Engineering optimization: In the case of limited computing power and memory bandwidth of mobile devices, it is necessary to meet the requirements of real-time video processing by the super-resolution algorithm without increasing too much power consumption, which requires very high engineering deployment. Our optimization on the engineering side mainly saves memory overhead and inference time through optimization methods such as SIMD, model memory optimization, and data layout optimization. At the same time, the algorithm is deeply combined with business scenarios to achieve zero memory copy between the rendering pipeline and the device, and the algorithm is completed. high-performance landing.
The following table shows the single frame time consumption of Yunxin Super Score on different platforms/devices.
Effect display and future prospect
The mobile video super-score can break through the coding and decoding boundaries and the efficiency bottleneck of video transmission, optimize the user experience such as video transmission speed and playback fluency, and bring many practical effects:
- Improve video clarity, take advantage of the high-resolution advantages of high-end computer screens, play low-definition videos in high-definition, and provide ultra-high-definition picture quality for high-definition videos, improving user video consumption experience.
- Reduce the bandwidth, reduce the resolution of transcoding distribution video through the sender/server, combine with the receiver's over-resolution processing to present a high-resolution effect, lower the threshold for high-definition playback, improve fluency, and reduce user network pressure.
In the future, we will continue to optimize video enhancement algorithms, including super-resolution algorithms, to create industry-leading image restoration and image enhancement technologies to help customers improve video quality, reduce video playback costs, and provide lower time-consuming, lower-power higher power consumption, better subjective quality, an algorithm that covers more models and saves more bitrates, allowing users to enjoy ultra-high-definition video experience on different mobile phones and different network environments.
Left is the Bicubic upsampling result, right is the super-score optimization result
References
[1] Yawei Li, Kai Zhang, Luc Van Gool, Radu Timofte, et al.

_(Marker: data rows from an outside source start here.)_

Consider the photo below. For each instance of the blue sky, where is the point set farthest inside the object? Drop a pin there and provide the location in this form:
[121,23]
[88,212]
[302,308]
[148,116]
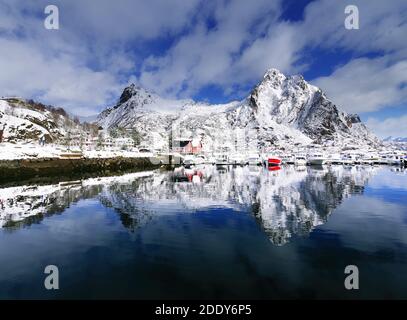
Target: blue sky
[207,50]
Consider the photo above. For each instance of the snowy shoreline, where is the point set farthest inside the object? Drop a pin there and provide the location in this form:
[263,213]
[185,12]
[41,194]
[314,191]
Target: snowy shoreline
[50,166]
[11,151]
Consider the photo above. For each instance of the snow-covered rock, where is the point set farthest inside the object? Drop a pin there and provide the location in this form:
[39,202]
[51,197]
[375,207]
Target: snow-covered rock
[280,112]
[24,121]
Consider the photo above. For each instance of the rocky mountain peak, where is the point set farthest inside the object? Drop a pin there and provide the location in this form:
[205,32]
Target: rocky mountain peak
[133,90]
[281,111]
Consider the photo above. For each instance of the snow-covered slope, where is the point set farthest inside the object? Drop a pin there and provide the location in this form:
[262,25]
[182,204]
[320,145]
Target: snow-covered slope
[27,121]
[279,112]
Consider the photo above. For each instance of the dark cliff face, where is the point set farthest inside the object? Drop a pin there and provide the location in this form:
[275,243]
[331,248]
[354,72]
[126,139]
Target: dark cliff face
[128,92]
[323,118]
[353,118]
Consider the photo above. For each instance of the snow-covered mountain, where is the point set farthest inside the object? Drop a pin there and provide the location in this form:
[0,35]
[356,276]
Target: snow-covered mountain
[280,112]
[24,120]
[396,139]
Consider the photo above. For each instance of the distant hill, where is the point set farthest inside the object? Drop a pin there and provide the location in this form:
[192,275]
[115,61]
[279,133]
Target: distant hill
[281,111]
[27,120]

Ntire 2022 challenge on efficient super-resolution: Methods and results. In IEEE Conference on Computer Vision and Pattern Recognition Workshops, 2022.
[2] Zheng Hui, Xinbo Gao, Yunchu Yang, and Xiumei Wang. Lightweight image super-resolution with information multi-distillation network. In Proceedings of the ACM International Conference on Multimedia, pages 2024–2032, 2019.
[3] Jie Liu, Jie Tang, and Gangshan Wu. Residual feature distillation network for lightweight image super-resolution. In European Conference on Computer Vision Workshops, pages41–55. Springer, 2020.
[4] Zhang, Xindong and Zeng, Hui and Zhang, Lei. Edge-oriented Convolution Block for Real-time Super Resolution on Mobile Devices. In Proceedings of the 29th ACM International Conference on Multimedia, pages4034--4043. 2021.